I first heard about counting collections when I took Graham Fletcher’s Foundations of Numerical Reasoning course in the spring of 2022. It was a game changer for me! Counting collections are in essence just that – counting collections of different objects. But in that simplicity lies so much potential. For a start it is an authentic opportunity to practice skip counting, whether we are counting by 1s, or grouping by 2s, 5s, 10s. It is an opportunity to observe numerical reasoning in action through an activity that every student can access and which they find totally engaging.
In my classroom I introduce counting collections by taking students to the science lab and telling them that Ms. Nadine needs our help to count the math supplies that she needs to hand out to each grade level. So we bring out a collection of various things such as dice, dominoes, basically anything that you can count (usually in the range of 200-300 items per collection). The first time around I set students up in partnerships, give them a piece of paper to jot their thinking on and off they go. I am curious to see what students are able to do. You will see some students start to sort by color, some counting by 1s and lining up object after object, some already making groups of ten and talking about making larger groups of 100s. All useful data that helps me understand the mathematical reasoning in the room.
As we continue along our number sense journey we repeat this process a few times. In a matter of weeks students naturally come around to the understanding that bundling into groups (mostly of 10s and 100s) is a more efficient strategy than options they had previously tried. All they while they are building their numeracy skills and having a lot of fun in the process – so much so that they ask me on a weekly basis “are we counting collections today?”

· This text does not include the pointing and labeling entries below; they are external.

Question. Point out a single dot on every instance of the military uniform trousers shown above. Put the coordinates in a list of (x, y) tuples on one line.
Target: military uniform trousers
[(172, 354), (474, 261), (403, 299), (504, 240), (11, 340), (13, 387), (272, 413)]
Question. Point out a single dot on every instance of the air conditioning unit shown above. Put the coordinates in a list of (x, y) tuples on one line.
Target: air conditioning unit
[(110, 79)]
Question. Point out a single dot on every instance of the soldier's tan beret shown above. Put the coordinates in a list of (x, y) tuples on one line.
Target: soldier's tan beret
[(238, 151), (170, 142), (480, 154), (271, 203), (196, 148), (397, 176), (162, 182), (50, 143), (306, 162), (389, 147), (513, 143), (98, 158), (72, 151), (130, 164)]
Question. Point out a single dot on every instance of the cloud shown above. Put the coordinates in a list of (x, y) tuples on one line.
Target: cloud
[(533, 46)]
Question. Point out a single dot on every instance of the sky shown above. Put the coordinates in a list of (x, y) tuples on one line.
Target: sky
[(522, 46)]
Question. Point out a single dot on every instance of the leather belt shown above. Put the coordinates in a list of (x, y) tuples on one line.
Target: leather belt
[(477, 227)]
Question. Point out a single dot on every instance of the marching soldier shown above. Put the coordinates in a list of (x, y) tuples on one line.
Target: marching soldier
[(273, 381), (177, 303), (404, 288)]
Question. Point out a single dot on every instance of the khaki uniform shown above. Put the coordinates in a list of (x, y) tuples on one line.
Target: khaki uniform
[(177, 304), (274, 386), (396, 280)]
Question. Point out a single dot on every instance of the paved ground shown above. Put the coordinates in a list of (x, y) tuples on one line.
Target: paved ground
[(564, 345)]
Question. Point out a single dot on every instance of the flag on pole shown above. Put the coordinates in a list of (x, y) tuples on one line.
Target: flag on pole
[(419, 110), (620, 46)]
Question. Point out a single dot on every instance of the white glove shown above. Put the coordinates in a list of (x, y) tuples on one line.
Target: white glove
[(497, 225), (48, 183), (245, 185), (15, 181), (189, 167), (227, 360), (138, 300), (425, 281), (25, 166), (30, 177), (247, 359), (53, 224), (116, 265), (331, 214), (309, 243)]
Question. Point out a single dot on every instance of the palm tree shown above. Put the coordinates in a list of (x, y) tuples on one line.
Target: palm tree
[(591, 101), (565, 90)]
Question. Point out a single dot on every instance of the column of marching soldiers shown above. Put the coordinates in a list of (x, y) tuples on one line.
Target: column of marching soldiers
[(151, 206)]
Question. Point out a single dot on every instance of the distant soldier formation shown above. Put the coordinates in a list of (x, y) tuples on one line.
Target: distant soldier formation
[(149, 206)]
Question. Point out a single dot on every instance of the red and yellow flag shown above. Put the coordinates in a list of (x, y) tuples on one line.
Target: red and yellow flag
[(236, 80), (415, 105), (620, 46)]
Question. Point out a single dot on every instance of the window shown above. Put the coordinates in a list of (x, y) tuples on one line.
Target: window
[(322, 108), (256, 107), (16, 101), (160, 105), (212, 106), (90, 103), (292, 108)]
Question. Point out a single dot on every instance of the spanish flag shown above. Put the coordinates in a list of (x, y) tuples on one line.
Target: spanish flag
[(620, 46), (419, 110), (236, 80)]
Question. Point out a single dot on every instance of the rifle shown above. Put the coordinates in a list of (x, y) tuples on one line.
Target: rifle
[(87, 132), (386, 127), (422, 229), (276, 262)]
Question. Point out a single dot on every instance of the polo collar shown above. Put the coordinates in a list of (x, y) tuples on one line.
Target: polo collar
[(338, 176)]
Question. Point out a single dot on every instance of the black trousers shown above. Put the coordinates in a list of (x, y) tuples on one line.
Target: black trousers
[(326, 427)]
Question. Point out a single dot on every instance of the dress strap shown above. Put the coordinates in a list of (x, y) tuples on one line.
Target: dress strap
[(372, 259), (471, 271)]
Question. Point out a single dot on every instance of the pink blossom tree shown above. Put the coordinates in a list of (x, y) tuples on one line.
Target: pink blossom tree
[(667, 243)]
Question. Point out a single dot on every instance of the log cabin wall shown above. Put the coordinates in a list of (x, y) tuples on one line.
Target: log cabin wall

Graham Fletcher in his course also suggests a few scaffolds to support students, for example by providing egg cartons to “make groups in” and also various types of ten frame papers to move objects onto. I have used these in the past, I have also just had students make groups by drawing directly on their whiteboard tables, and sometimes as well on paper to show how they were counting. Sometimes I use counting collections as one of my math stations, and other times we do the activity whole class. On average it will take 2 students about ten minutes to count a collection of about 200 items – including the time they spend discussing how they want to count and noting their thinking on paper. I always have more collections to count available than student groups so if a group finishes they can choose another collection to count. While you and I might think it dull and repetitive the students love it! A big thank you to Graham Fletcher for providing the inspiration to try it in my classroom.